Wieso? Mit der Flexibilisierung der Arbeitszeit ist auch der Begriff der Vertrauensarbeitszeit bedeutender geworden. Nur schon der Begriff ist ein Debakel: Er bringt zum Ausdruck, dass der Arbeitgeber dem Mitarbeitenden glaubt, dass er schon so viel arbeiten wird, wie er arbeiten muss – er vertraut ihm also dahingehend, dass er seine Stunden korrekt abarbeitet. Niemand käme hier auf die Idee zu meinen, Vertrauen bedeute, dass der Arbeitnehmer nicht zu viel arbeitet oder zu Zeiten arbeitet, in denen er tatsächlich nicht arbeiten sollte. Aber genau das ist das Problem.

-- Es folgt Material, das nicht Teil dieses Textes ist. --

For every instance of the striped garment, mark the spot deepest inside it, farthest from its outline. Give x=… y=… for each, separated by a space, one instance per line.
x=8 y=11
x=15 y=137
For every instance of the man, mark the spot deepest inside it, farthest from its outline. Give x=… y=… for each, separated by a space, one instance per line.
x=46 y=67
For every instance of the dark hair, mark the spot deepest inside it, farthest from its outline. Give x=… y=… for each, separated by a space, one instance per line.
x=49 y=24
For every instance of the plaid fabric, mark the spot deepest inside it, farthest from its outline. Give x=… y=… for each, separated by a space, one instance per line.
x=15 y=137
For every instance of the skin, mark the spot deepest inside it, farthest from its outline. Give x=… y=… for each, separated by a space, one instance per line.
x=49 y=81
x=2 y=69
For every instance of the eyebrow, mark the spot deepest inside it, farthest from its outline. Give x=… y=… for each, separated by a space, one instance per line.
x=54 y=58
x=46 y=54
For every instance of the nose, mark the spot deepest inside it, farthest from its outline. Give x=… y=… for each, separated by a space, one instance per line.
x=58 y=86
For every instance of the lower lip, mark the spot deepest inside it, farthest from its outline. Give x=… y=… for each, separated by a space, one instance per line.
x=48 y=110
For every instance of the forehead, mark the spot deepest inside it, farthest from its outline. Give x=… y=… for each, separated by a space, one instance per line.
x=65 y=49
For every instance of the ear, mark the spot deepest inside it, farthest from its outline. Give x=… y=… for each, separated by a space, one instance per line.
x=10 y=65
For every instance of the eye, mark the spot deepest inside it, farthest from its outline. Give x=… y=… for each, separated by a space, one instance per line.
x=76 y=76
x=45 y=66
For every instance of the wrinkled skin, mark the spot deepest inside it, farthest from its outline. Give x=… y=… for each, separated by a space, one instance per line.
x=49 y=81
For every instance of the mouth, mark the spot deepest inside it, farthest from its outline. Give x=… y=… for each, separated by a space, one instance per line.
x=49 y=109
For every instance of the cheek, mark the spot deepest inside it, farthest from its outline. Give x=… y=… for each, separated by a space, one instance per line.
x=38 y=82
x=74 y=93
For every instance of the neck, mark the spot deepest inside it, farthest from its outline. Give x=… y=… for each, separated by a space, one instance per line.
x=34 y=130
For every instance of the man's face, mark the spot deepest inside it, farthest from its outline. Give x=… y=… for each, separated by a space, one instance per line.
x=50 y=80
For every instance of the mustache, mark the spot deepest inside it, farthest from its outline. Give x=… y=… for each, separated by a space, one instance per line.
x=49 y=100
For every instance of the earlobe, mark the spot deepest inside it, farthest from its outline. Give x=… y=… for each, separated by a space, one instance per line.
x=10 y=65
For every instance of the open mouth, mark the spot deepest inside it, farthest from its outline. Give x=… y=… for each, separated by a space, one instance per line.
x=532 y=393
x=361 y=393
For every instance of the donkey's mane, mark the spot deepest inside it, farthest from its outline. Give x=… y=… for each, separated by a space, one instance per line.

Die Vertrauensarbeitszeit hat sich mit dem Homeoffice in der öffentlichen Verwaltung auf eine grosse Anzahl von Mitarbeitenden ausgedehnt. Sie ist schon lange kein Einzelfall mehr. Damit stellt sich die Frage, ob Begriff, wie Modell abgeschafft gehören. Diese Frage ist zu bejahen. Der öffentliche Arbeitgeber hat ein Arbeitszeitsystem einzuführen, das sich mit Höchstarbeitszeit, mit zu leistender Arbeitszeit, mit Überstunden, mit Zeitfenstern, wann gearbeitet werden darf, mit der Frage, wann man verfügbar sein muss und wann nicht, wann elektronische Arbeitsgeräte genutzt werden dürfen und wann nicht, wann Ruhezeiten zwingend zu beachten sind, ob am Abend oder ob am Wochenende gearbeitet werden darf, zu beschäftigen. Das bedeutet keineswegs lückenlose Kontrolle, es bedeutet aber, dass die Regeln klar sind – und bei diesen Regeln ist der Fokus in erster Linie darauf zu richten, dass die Mitarbeitenden auch auf Dauer zwischen Freizeit und Arbeitszeit zwischen Ferien und der Beantwortung von E-Mails differenzieren können.